U.K. Retail Sales Rise More Than Forecast on Clothing Demand

U.K. retail sales rose more than economists forecast in September on increased demand for winter clothing and school uniforms.

Sales including fuel gained 0.6 percent from August, when they fell 0.1 percent, the Office for National Statistics said today in London. The median forecast of 24 economists in a Bloomberg News survey was for a 0.4 percent gain. Clothes surged 2.1 percent, adding 0.2 percentage points to total sales.

While cooling inflation is easing the squeeze on Britons, any recovery in consumer spending may be kept in check as the economy struggles to recover from a recession and government budget cuts undermine sentiment. With the Bank of England’s current stimulus round finishing next month, policy makers said yesterday they were split on the need for more so-called quantitative easing to aid the economy.
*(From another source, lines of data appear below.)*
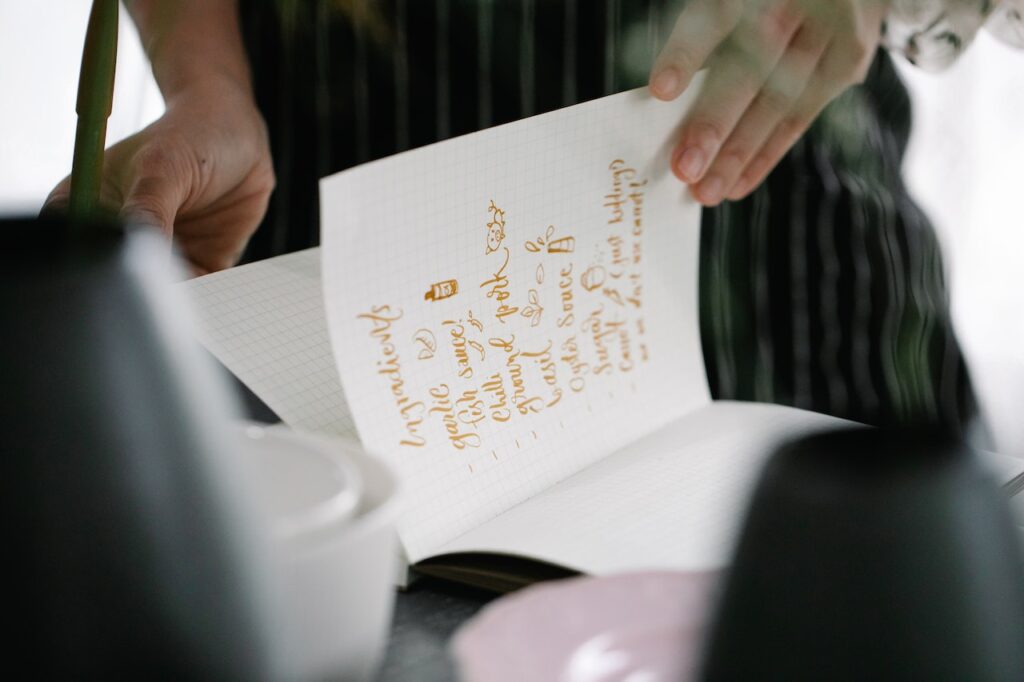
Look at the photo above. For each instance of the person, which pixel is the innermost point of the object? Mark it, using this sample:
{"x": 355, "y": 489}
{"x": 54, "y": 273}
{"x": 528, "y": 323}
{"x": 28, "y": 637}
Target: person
{"x": 821, "y": 281}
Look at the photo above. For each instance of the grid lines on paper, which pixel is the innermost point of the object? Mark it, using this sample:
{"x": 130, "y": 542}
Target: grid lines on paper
{"x": 265, "y": 323}
{"x": 393, "y": 226}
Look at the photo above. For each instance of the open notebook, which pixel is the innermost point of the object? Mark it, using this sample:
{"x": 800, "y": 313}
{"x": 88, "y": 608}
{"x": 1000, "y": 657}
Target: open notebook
{"x": 510, "y": 318}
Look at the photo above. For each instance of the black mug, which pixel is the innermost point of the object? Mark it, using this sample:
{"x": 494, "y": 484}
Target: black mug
{"x": 127, "y": 548}
{"x": 872, "y": 555}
The data suggest “consumers loosened their purse strings a little, albeit partly due to temporary factors,” said Samuel Tombs, an economist at Capital Economics Ltd. in London. Still, “renewed pressure on households’ income suggests that sales volumes will struggle in the coming months.”

Within clothing, the statistics office said sales were helped by the introduction of winter collections. Retailers also reported that there was a boost “as consumers put off purchases of school uniforms until early September.”

Unemployment

The pound erased its decline against the dollar after the report was released. It was at $1.6161 as of 10:45 a.m. in London, up 0.1 percent on the day.
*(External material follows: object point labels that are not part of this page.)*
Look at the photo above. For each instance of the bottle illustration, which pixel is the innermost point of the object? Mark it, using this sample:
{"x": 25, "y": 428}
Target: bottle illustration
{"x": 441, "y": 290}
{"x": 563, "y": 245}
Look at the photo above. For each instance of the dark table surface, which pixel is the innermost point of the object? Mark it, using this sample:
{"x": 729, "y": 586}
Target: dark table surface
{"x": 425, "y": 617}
Furniture sales rose 3.5 percent in September, while food sales slipped 0.2 percent, the statistics office said. From a year earlier, overall retail sales rose 2.5 percent.

In the third quarter, sales increased 1 percent from the previous three months and were up 2.4 percent from a year earlier. Excluding fuel, retail sales rose 0.6 percent in September from August and gained 2.9 percent on the year.
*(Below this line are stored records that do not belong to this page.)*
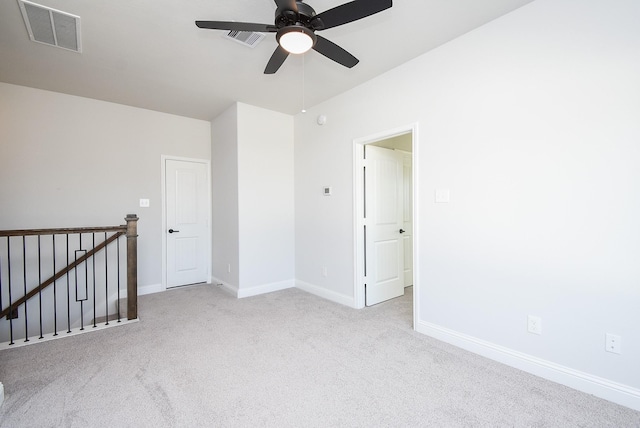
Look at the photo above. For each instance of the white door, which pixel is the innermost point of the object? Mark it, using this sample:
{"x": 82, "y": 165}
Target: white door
{"x": 187, "y": 228}
{"x": 384, "y": 219}
{"x": 407, "y": 211}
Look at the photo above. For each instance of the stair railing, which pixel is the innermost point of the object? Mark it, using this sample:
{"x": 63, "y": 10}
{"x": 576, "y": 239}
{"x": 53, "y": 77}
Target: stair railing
{"x": 91, "y": 257}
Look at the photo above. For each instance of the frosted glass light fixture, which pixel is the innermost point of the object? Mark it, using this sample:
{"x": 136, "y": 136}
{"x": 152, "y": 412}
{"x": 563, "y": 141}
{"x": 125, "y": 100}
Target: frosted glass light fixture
{"x": 295, "y": 39}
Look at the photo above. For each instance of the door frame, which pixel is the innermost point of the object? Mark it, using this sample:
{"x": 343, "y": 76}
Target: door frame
{"x": 358, "y": 209}
{"x": 207, "y": 163}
While Britain’s economy is struggling to recover, the unemployment backdrop has been more positive than after previous recessions.

Jobless claims fell in September and the number of people in work surged to its highest since records began in 1971 in the quarter through August. The June-August jobless rate measured by International Labor Organization methods declined to 7.9 percent, the lowest in more than a year. Consumer confidence rose in September, providing “grounds for optimism,” GfK NOP Ltd. said on Sept. 28.

Consumer Squeeze

Still, while inflation is cooling, it continues to outpace annual earnings growth, which was at 1.7 percent in the three months through August. That compares with inflation of 2.2 percent in September, and the squeeze on incomes may intensify after some of Britain’s biggest power companies announced price increases in recent weeks.

Next Plc (NXT), the U.K.’s second-largest clothing retailer, said last month that sales in August and early September were “disappointing” and it remains “cautious about the economic outlook.”

The annual retail sales deflator, a measure of changes in shop prices, rose to 0.7 percent in September from 0.2 percent in August, the statistics office said. Excluding auto fuel, the deflator increased to 0.5 percent from 0.3 percent. The deflator on food sales was 2 percent.

The Bank of England said in the minutes of its October meeting, released yesterday, that policy makers have “differences of view” on the outlook. The central bank’s current stimulus round ends next month, leaving officials facing a decision over whether to expand QE again.

“Some members felt that there was considerable scope for asset purchases,” the central bank said. “Other members, while acknowledging that asset purchases had the scope to lower long- term yields further, questioned the magnitude of the impact that lower long-term yields on corporate debt and equity would have on the broader economy.”